The double-visit rule became a defining moment for one Giants manager. Now it could define another manager in a much less flattering way.

— Reported from San Francisco

(Photo: Jeff Chiu / Associated Press)

‘Mental screw-up’: Another blunder, another hit to Gabe Kapler’s reputation (1)‘Mental screw-up’: Another blunder, another hit to Gabe Kapler’s reputation (2)

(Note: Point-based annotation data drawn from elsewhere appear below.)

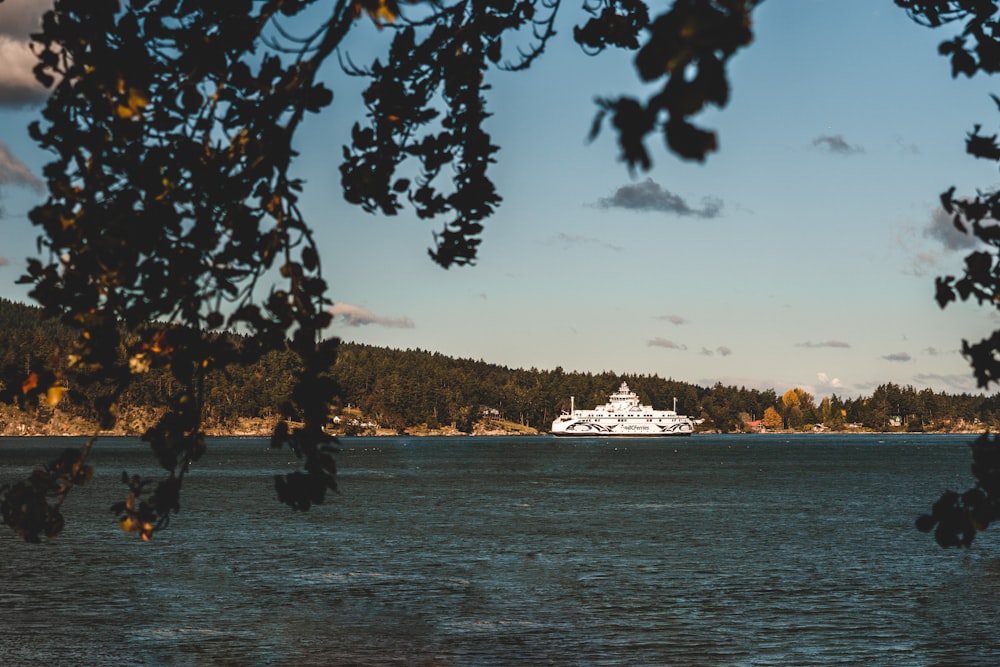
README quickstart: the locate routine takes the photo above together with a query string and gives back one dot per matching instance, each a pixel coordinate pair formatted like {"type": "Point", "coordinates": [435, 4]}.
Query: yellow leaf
{"type": "Point", "coordinates": [31, 382]}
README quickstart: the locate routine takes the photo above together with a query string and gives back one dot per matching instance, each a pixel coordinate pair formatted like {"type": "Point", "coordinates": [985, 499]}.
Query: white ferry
{"type": "Point", "coordinates": [622, 415]}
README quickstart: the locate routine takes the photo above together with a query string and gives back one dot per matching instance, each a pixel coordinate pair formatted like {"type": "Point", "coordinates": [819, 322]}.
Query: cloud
{"type": "Point", "coordinates": [15, 172]}
{"type": "Point", "coordinates": [571, 240]}
{"type": "Point", "coordinates": [356, 316]}
{"type": "Point", "coordinates": [18, 19]}
{"type": "Point", "coordinates": [827, 343]}
{"type": "Point", "coordinates": [650, 196]}
{"type": "Point", "coordinates": [826, 381]}
{"type": "Point", "coordinates": [663, 342]}
{"type": "Point", "coordinates": [942, 229]}
{"type": "Point", "coordinates": [835, 143]}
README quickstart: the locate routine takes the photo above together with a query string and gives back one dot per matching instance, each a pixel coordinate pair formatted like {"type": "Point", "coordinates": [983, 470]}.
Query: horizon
{"type": "Point", "coordinates": [802, 254]}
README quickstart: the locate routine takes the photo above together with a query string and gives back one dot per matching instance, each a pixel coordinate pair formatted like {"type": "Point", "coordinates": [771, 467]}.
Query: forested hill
{"type": "Point", "coordinates": [401, 389]}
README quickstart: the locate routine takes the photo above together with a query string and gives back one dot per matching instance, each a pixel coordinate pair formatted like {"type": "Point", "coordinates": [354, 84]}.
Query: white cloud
{"type": "Point", "coordinates": [826, 343]}
{"type": "Point", "coordinates": [826, 381]}
{"type": "Point", "coordinates": [663, 342]}
{"type": "Point", "coordinates": [651, 196]}
{"type": "Point", "coordinates": [356, 316]}
{"type": "Point", "coordinates": [18, 19]}
{"type": "Point", "coordinates": [15, 172]}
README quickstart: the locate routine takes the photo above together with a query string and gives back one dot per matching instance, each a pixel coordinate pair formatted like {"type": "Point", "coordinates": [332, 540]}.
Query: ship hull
{"type": "Point", "coordinates": [591, 429]}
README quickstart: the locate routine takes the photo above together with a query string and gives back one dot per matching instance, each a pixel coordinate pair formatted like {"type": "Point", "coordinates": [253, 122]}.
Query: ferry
{"type": "Point", "coordinates": [622, 415]}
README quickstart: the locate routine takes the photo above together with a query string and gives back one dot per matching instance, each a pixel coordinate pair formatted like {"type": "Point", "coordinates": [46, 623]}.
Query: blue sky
{"type": "Point", "coordinates": [803, 253]}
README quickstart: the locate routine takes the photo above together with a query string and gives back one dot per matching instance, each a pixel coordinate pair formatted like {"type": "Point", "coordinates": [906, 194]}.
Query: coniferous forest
{"type": "Point", "coordinates": [394, 391]}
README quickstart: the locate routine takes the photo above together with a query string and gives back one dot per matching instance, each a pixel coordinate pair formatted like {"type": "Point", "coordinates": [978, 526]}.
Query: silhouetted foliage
{"type": "Point", "coordinates": [171, 207]}
{"type": "Point", "coordinates": [170, 198]}
{"type": "Point", "coordinates": [956, 518]}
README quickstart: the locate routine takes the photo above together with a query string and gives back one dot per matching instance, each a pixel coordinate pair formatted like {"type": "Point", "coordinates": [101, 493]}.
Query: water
{"type": "Point", "coordinates": [712, 550]}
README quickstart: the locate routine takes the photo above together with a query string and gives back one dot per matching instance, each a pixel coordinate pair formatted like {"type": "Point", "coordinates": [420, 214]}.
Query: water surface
{"type": "Point", "coordinates": [709, 550]}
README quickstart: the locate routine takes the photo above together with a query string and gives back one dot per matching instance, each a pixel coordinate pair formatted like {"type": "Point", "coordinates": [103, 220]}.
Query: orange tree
{"type": "Point", "coordinates": [171, 125]}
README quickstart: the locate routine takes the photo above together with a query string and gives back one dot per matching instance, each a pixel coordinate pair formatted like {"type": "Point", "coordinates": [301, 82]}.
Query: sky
{"type": "Point", "coordinates": [802, 254]}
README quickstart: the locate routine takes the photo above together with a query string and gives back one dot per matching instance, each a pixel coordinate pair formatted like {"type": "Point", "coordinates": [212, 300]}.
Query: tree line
{"type": "Point", "coordinates": [400, 389]}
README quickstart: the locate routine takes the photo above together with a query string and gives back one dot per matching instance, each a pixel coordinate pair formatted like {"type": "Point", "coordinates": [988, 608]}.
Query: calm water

Andrew Baggarly is a senior writer for The Athletic and covers the San Francisco Giants. He has covered Major League Baseball for more than two decades, including the Giants since 2004 for the Oakland Tribune, San Jose Mercury News and Comcast SportsNet Bay Area. He is the author of two books that document the most successful era in franchise history: “A Band of Misfits: Tales of the 2010 San Francisco Giants” and “Giant Splash: Bondsian Blasts, World Series Parades and Other Thrilling Moments By the Bay.” Follow Andrew on Twitter @extrabaggs

‘Mental screw-up’: Another blunder, another hit to Gabe Kapler’s reputation (2024)

FAQs

Does Gabe Kapler have a wife? ›

His blog discusses fitness, nutrition, health, and leadership. Kapler and his wife co-founded the Gabe Kapler Foundation, which is dedicated to educating the public about domestic violence, and helping women escape abusive relationships.

Who will hire Gabe Kapler? ›

Marlins To Hire Gabe Kapler As Assistant General Manager.

Does Gabe Kapler have tattoos? ›

On Gabe Kapler's left hand is a tattoo of a rose, along with the date “12-20-20.” The ink is front and center -- right where the Giants manager said it belongs.